Doch die Polizei wusste, dass es bei dem Streit vor der Diskothek „Jungle“ um einen Streit zwischen den Familien Ali-K. und Al-Z. ging. Beide Clans werden dem kriminellen libanesisch-kurdischen Milieu zugerechnet, das vor allem in der so genannten Türsteherszene aktiv ist. Da geht es um Prostitution, Frauenhandel oder Drogenverkauf. Aufgrund einer Telefonüberwachung sei den Ermittlern bekannt gewesen, dass sich Yassin Ali-K. eine Waffe besorgen wollte, sagte der Staatsanwalt.

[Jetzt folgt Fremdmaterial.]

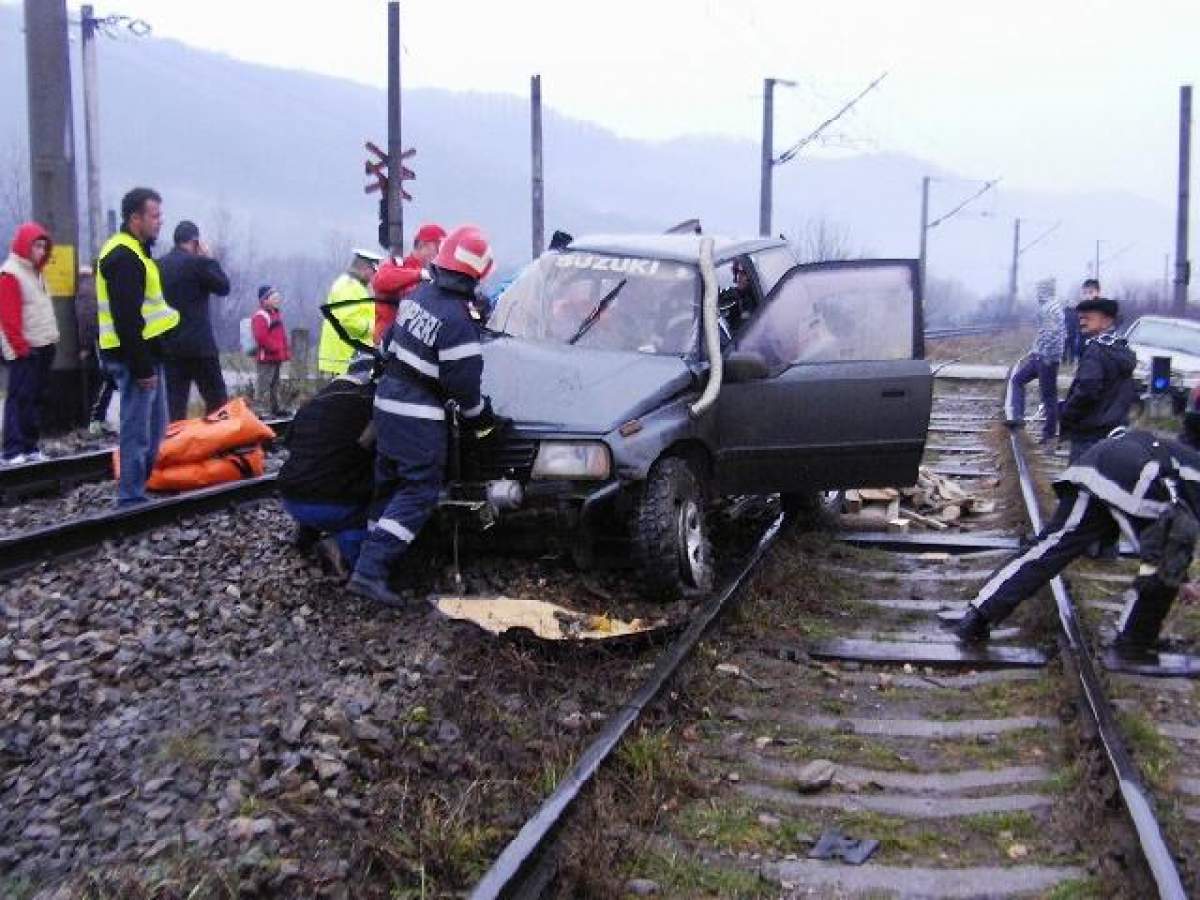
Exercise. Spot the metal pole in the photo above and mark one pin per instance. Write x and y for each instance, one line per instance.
(1182, 263)
(924, 233)
(538, 187)
(768, 151)
(395, 143)
(91, 129)
(1012, 274)
(53, 187)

Die Notwehr-Version des Angeklagten bezeichnete Richter Jordan als „kein besonders geschicktes Lügenkonstrukt“. Er habe gewusst, dass er auf einen Polizisten schoss. Es gebe keine Anhaltspunkte, „dass die Polizei bei dem Einsatz unrechtmäßig oder unzweckmäßig vorgegangen ist.“ Der Todesschuss komme einem Verdeckungsmord gleich. Der Verteidiger kündigte Revision an. Für die Lebensgefährtin des getöteten Beamten und seine kleine Tochter hatte die Berliner Bevölkerung etwa 250000 Euro gespendet.